DCMLab / standards

Repository containing standards developed at the DCML. https://dcmlab.github.io/standards
4 stars 0 forks source link

Downward compatibility of changes in the annotation standard / guidelines #8

Open fabianmoss opened 5 years ago

fabianmoss commented 5 years ago

This is a major issue and should be discussed thoroughly. As I understand, the annotation standard has already undergone substantial changes from the version that was published in the report. The only change that I can remember was during the review process of that report where we substituted " for [ and ] to indicate pedal notes. What we did then is to convert all symbols to the new convention.

With the changed (and changing) standard and growing set of corpora we have now the issue that the corpora have very different content and can not be parsed (i.e. used) automatically which doesn't make sense.

The ideal solution would be that each change in the annotation standard is versioned as well. Since I and Johannes are planning to submit an ISMIR paper presenting the annotation standard along with its description and advantages/disadvantages compared to others, it might make sense to have a separate repository that only contains of this standard (including all of its current and future versions).

We would need then a working pipeline to update all corpora at once, when a new version of the standard is released (which always should entail a new version of the corpora). Users can then choose which version they want to use and we would ensure that all corpora are always usable under the same standard. Maybe, if we have a working pipeline, we would not have to have a separate regex repo. In any case, what we want to have in the end, I assume, is a public repo including the regex and all published (i.e. syntactically and semantically checked) corpora so that users can easily pull it and work with it.

I assume that this is not a minor project but it is in my opinion extremely important and urgent since the amount of corpora (luckily) grows constantly.

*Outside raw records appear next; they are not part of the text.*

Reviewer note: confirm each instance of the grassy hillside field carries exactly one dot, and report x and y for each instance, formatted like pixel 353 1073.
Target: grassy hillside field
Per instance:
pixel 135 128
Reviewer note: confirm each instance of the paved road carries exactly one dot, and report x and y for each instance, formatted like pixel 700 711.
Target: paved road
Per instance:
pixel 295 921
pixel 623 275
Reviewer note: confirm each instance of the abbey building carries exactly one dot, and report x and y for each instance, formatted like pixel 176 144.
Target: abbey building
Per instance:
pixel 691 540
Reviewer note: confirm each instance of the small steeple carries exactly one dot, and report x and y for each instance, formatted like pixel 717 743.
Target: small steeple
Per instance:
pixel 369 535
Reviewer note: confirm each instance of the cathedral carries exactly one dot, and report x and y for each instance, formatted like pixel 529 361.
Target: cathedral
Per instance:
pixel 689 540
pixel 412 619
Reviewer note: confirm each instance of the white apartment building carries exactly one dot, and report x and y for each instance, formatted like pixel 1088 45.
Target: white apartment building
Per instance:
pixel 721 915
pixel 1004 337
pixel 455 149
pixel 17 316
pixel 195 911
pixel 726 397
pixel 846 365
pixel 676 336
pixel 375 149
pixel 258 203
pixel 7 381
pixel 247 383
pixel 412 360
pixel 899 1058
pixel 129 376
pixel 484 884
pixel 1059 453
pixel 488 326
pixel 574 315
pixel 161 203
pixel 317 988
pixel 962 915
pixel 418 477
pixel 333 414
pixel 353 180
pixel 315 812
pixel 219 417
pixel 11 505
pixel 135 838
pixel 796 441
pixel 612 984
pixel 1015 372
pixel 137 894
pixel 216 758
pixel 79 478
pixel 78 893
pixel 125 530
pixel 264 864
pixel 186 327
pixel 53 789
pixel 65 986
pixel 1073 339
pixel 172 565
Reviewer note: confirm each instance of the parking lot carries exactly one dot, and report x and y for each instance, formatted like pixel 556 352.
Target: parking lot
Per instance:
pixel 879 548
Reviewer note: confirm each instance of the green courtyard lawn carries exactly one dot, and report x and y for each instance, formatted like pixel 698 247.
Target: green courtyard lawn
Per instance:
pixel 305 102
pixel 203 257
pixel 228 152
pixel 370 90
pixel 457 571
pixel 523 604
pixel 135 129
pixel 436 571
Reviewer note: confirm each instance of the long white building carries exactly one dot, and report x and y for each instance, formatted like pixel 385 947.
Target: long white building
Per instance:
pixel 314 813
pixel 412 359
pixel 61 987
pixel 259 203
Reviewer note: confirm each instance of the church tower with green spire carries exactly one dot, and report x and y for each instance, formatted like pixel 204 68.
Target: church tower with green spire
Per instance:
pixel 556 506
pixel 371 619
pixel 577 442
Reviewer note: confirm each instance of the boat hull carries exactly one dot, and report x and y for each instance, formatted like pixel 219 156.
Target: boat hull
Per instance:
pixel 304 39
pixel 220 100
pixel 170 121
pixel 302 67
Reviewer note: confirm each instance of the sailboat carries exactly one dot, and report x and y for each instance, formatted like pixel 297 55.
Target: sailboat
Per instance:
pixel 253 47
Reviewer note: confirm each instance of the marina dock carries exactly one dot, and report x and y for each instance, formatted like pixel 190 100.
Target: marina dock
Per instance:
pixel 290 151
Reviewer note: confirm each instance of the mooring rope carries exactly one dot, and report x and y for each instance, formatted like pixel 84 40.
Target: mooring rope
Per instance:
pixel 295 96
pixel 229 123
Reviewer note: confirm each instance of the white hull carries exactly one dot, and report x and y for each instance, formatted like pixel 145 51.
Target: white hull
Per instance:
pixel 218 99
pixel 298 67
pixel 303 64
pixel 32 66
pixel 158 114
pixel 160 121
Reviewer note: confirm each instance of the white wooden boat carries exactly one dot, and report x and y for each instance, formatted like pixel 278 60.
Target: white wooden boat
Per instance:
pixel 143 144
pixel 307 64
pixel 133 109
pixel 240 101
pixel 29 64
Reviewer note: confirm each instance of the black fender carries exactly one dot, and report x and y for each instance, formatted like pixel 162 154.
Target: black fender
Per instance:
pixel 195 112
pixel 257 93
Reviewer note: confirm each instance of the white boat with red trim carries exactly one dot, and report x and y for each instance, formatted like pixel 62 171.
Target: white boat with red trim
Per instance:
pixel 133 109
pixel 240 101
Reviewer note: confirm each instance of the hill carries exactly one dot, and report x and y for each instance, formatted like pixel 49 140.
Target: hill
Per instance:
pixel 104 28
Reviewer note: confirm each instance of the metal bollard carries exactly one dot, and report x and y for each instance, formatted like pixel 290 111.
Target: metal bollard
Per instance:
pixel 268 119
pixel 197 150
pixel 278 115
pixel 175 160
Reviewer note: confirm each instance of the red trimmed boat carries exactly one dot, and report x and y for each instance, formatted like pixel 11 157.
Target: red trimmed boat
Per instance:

One example concerns the discussion about the aumented sixth chords in issue DCMLab/corpora#39. I am not aware of the concrete other chanes but I know that there have been some.

MFNeuwirth commented 5 years ago

@fabianmoss: So far there is only one change (namely regarding the use of "#" depending on whether or not we are confronting a minor or major scale reference). Further, we are currently discussing how to make the use of special symbols (".Ger6" etc.) more consistent. Third, there is the open issue of how to notate a double pedal note. What we also did, is clarifying the rules for using phrase-ending notation and the interpretation thereof. To sum, we are far from substantial changes, IMHO. Nonetheless, I agree we should discuss more thoroughly the direction(s) in which the standard should be developed and potentially extended (e.g., the notation of church modes), rather than making a number of ad-hoc fixes. Whether the ISMIR deadline is suited for this, is separate issue.

fabianmoss commented 5 years ago

From a syntactic point of view there is not distinction between substantial and accidental changes. But it is good to know that not many changes have been made. My point still holds: If the rule is now "In major vii and in minor #vii" (with which I completely agree!) then we should also have checked the data to conform to this rule! Because we don't know now in which cases the rule was implemented or not.

It can be done easily along these lines:

for row in df:
    mode = row.local_key
    acc, root = re.match('([#b]*)([VIvi]+)', row.chord)
    if mode.isupper() & root in ['vii', 'VII']: # local major key
        acc = ''
    elif mode.islower() & root in ['vii', 'VII']: # local minor key
        acc = '#' # this does actually not work because of chords like `##vii`